Home >> Research>> Macro Finance >> Systemic Risk

Did Bankruptcy Reform Contribute to the Mortgage Crisis?

June 04, 2011

Before 2005 bankruptcy reform, homeowners in financial distress could use bankruptcy to help save their homes. Homeowners could have their unsecured debts discharged in Chapter 7, thus freeing up funds to make their mortgage payments. Homeowners who were in default on their mortgages could stop foreclosure by filing under Chapter 13 and could use Chapter 13 repayment plans to repay their mortgage arrears over several years. Most homeowners who filed for bankruptcy were not obliged to repay anything to their unsecured creditors.
But the 2005 bankruptcy reform made filing for bankruptcy less useful as a saveyour-home procedure. Debtors’ cost of filing increased sharply after the reform. Also the homestead exemption in bankruptcy was capped at $125,000, thus making it impossible for homeowners with high home equity to keep their homes in bankruptcy. A new “means test” increased higher-income debtors’ obligation to repay their unsecured debt in bankruptcy.

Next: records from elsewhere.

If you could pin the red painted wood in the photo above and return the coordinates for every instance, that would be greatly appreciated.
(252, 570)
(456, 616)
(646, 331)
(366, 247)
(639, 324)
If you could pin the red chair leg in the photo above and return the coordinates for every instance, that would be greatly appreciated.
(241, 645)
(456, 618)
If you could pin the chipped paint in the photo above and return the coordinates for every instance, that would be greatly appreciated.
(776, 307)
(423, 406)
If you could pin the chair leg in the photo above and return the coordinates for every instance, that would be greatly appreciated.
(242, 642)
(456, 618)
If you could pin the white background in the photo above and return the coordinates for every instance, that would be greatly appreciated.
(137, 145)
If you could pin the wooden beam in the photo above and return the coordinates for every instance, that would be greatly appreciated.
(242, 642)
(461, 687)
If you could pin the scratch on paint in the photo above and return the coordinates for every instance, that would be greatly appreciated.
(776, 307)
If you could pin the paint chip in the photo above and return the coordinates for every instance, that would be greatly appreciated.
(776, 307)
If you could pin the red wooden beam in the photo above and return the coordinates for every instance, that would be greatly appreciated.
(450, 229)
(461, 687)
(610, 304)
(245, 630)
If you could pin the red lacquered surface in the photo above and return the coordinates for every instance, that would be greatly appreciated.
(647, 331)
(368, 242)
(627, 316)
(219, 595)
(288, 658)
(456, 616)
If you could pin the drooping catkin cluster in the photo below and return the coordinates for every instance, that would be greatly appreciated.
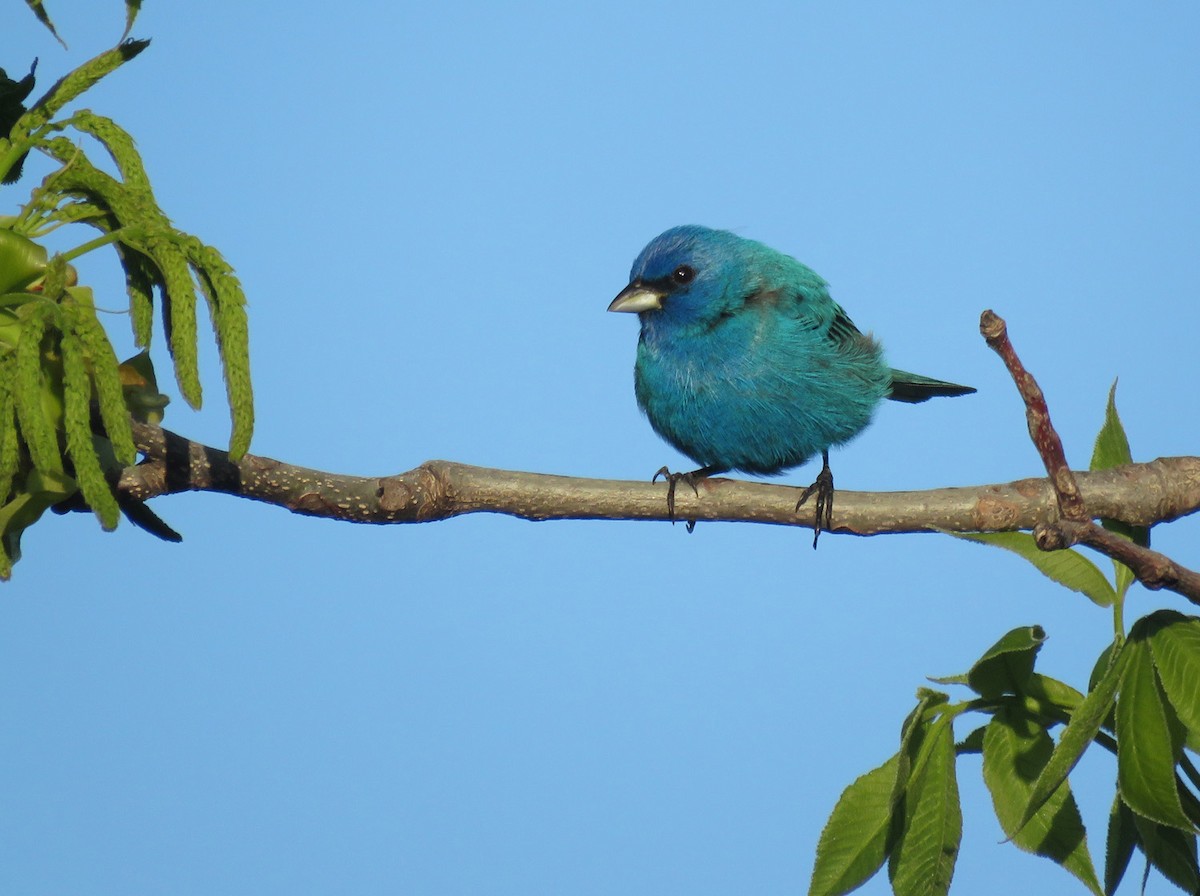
(64, 412)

Because these changes reduced homeowners’ gain from filing for bankruptcy, they reduce default rates on unsecured debt. And because homeowners’ ability-to-pay is fixed in the short-run, these changes are predicted to increase default rates on mortgages. In the paper, we test whether adoption of the 2005 bankruptcy reform led to higher rates of mortgage default. We use a large dataset of prime and subprime mortgages.

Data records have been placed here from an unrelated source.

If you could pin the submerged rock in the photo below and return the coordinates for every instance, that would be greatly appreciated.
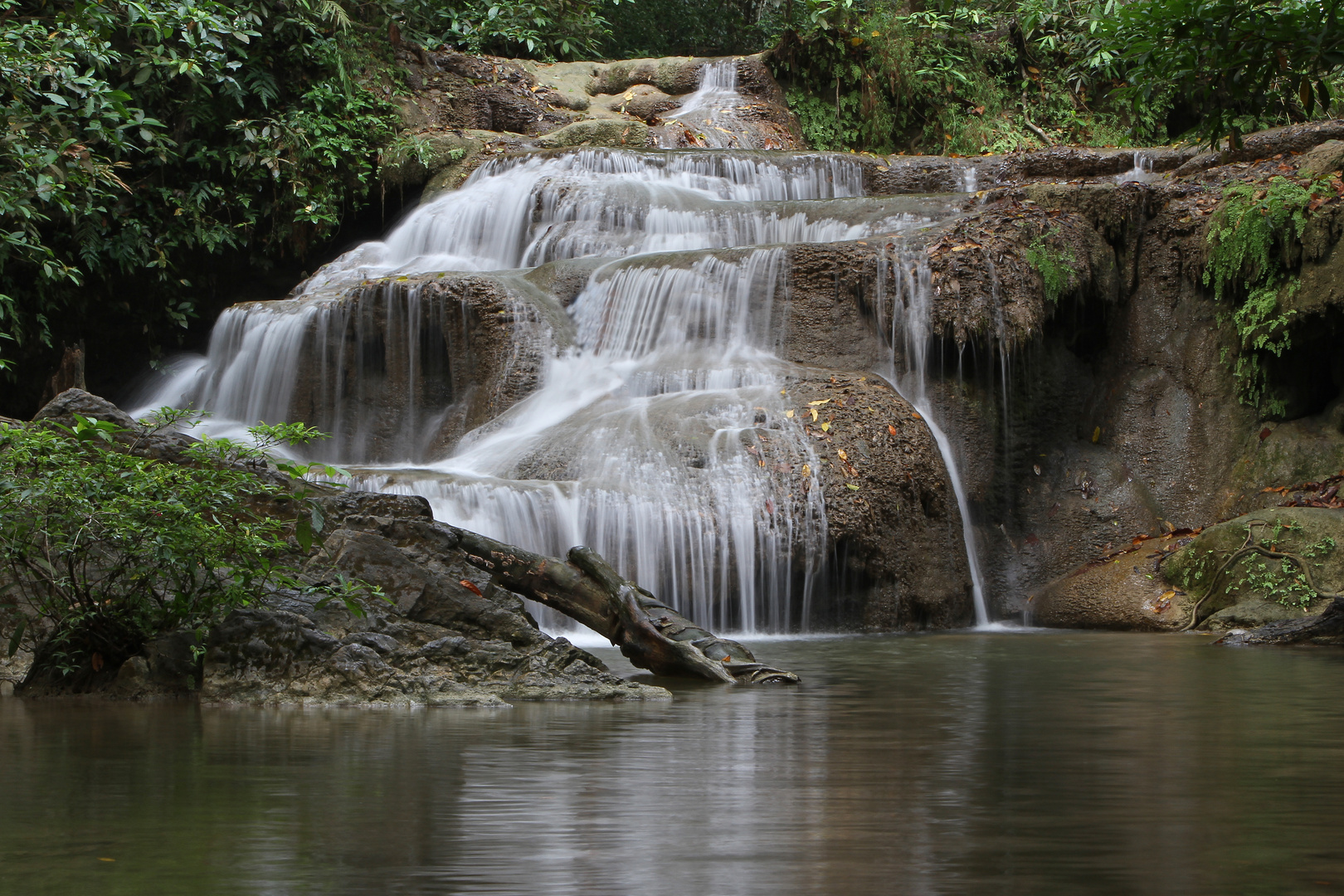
(446, 637)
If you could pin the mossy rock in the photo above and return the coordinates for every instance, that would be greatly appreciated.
(436, 152)
(598, 132)
(1308, 533)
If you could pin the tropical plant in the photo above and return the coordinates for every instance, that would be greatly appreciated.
(1242, 63)
(108, 548)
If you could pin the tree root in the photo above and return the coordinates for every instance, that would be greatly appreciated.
(1248, 548)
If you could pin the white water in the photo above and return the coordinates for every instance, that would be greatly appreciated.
(912, 331)
(657, 437)
(709, 114)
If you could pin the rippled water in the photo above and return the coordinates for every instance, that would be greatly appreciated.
(952, 763)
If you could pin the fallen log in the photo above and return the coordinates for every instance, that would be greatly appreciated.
(650, 635)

Our main result is that bankruptcy reform caused mortgage default rates to rise.
Comparing default rates three months before versus after bankruptcy reform, the increase was 36% for prime mortgages and 11% for subprime mortgages. Using a longer period of one year before versus after the reform, the increase was 50% for prime mortgages and 7% for subprime mortgages. Homeowners subject to the cap on the homestead exemption were 50% more likely to default after the reform, regardless of whether their mortgages were prime or subprime. Homeowners with subprime mortgages were 13% more likely to default if they were subject to the new means test, but default rates of those with prime mortgages did not change.